Boehner Signals Revenue to Be Weighed in Congressional Debt Plan
Republicans are willing to consider raising revenue as part of a debt-cutting plan under discussion by a congressional panel if Democrats agree to “real reform” of entitlements such as Medicare and Medicaid, said House Speaker John Boehner.
“There’s room for revenue but there clearly is a limit to the revenues that may be available” to help reach the congressionally mandated target of cutting government deficits by at least $1.2 trillion, Boehner, an Ohio Republican, told reporters yesterday in Washington.
Republicans have refused to accept tax increases that Democrats insist must be enacted in exchange for cuts in entitlement programs such as Medicare, the health-care program for the elderly and disabled.
The 12-member supercommittee, composed of six Republicans and six Democrats, confronts the same political disagreement that has proven so difficult to resolve all year, he said.
Democrats “want more revenue than what we are willing to give and they are not as willing to do as much entitlement reform as we’d like to do,” he said. “If there is going to be an agreement here, there has to be some kind of formula.”
With daily retirements of 10,000 baby boomers, the generation born after World War II, changes are needed in Social Security, Medicare and Medicaid “if the programs are going to exist tomorrow,” the speaker said.
‘Made This Clear’
“Without real reform on the entitlement side, I don’t know how you put any revenue on the table,” Boehner said. The speaker said he “made this clear” to President Barack Obama during failed negotiations on deficit-reduction bargain in July.
Boehner declined to give specific examples of proposals to curb spending on entitlement programs except to say that a new method of calculating cost-of-living increases that has been discussed “certainly has some merit.”
Asked about changing the eligibility age for Social Security and Medicare, Boehner said, “There are a lot of issues on the table; everybody knows what the menu is.”
On closing tax loopholes in exchange for an overhaul of the tax code, Boehner said, “There’s all kinds of discussions, permutations of models.”
Earlier this week, 40 Republicans signaled support for revenue increases, joining 60 Democrats in signing a letter that urged the supercommittee to aim for cuts of $4 trillion.
Of the 40, 35 voted for the debt-limit compromise in early August. Twenty-nine represent districts carried in 2008 by Republican presidential nominee John McCain, while the other 11 represent districts won by Obama. Six of Pennsylvania’s 12 House Republicans signed the letter, as did five of the eight Republicans representing New York districts.

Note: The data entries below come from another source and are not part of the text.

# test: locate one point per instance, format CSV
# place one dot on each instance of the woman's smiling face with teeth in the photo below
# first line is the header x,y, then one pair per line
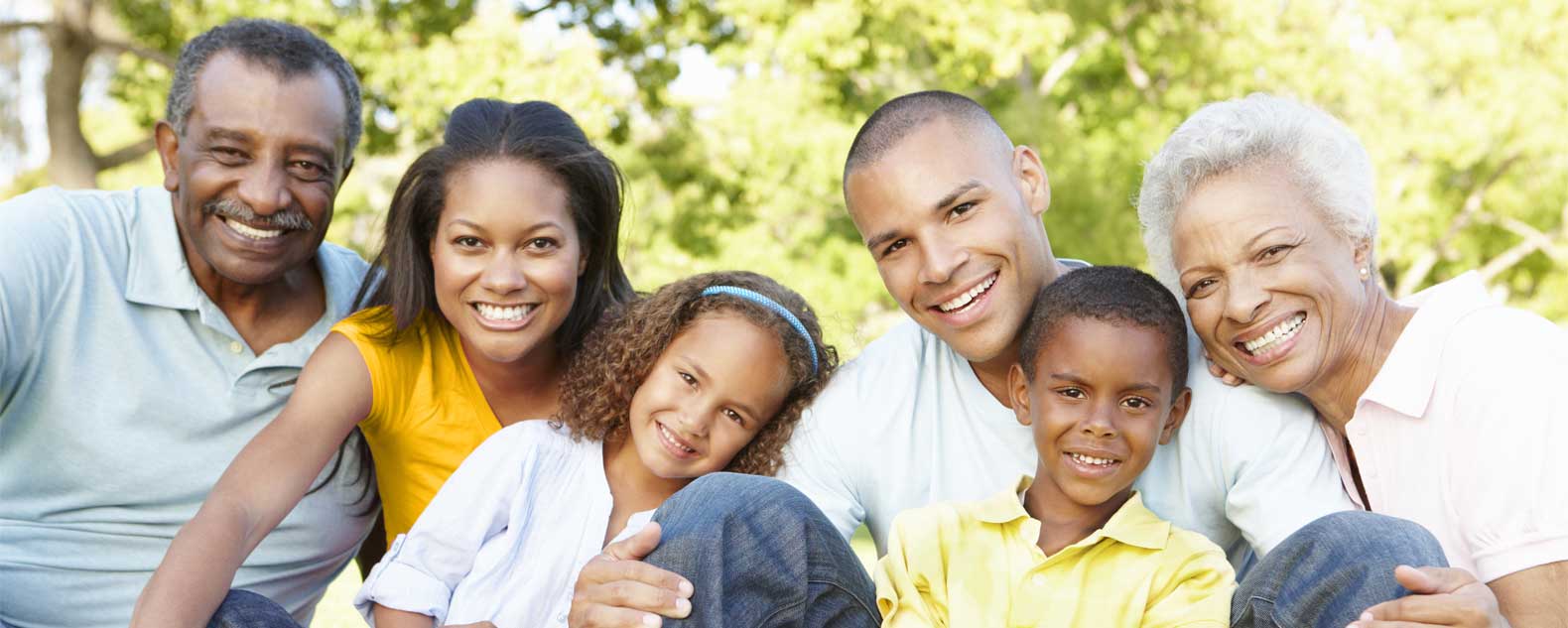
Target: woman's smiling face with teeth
x,y
708,395
1270,289
505,257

The director of the White House Office of Management and Budget, Jacob Lew, said yesterday that their willingness to support revenue increases is a “hopeful sign.”
The Republican opposition to tax increases was underscored by a letter released yesterday by Senator Jim DeMint of South Carolina. Signed by him and 32 other Republican senators, the letter urges the supercommittee to propose a comprehensive tax overhaul that lowers rates “with no net tax increase.”
It also calls for a plan that would balance the federal budget within 10 years.
Boehner said the House will consider legislation in the coming weeks to finance infrastructure construction, in part, by expanding energy production. The measure would “remove barriers to American energy production” and streamline approval of construction projects, he said.
Boehner said extra revenue would help shore up the highway trust fund, which is financed by an 18.4 cents per gallon excise tax on gasoline.
The measure would create “a new devoted revenue stream” so that as “American-made energy production increases so does the revenue for infrastructure projects,” the speaker said. It would provide a first step toward finding a permanent revenue source for bridge and highway construction money, he said.
Asked whether expanded energy production would include more oil and gas drilling on the outer continental shelf, Boehner said “yeah,” then added, “I am going to let the Natural Resources Committee and others” determine where more production would be allowed.
Boehner said he hoped the House could complete action on the measure by year’s end. It would prohibit set-asides for such projects as baseball parks or parking garages, he said.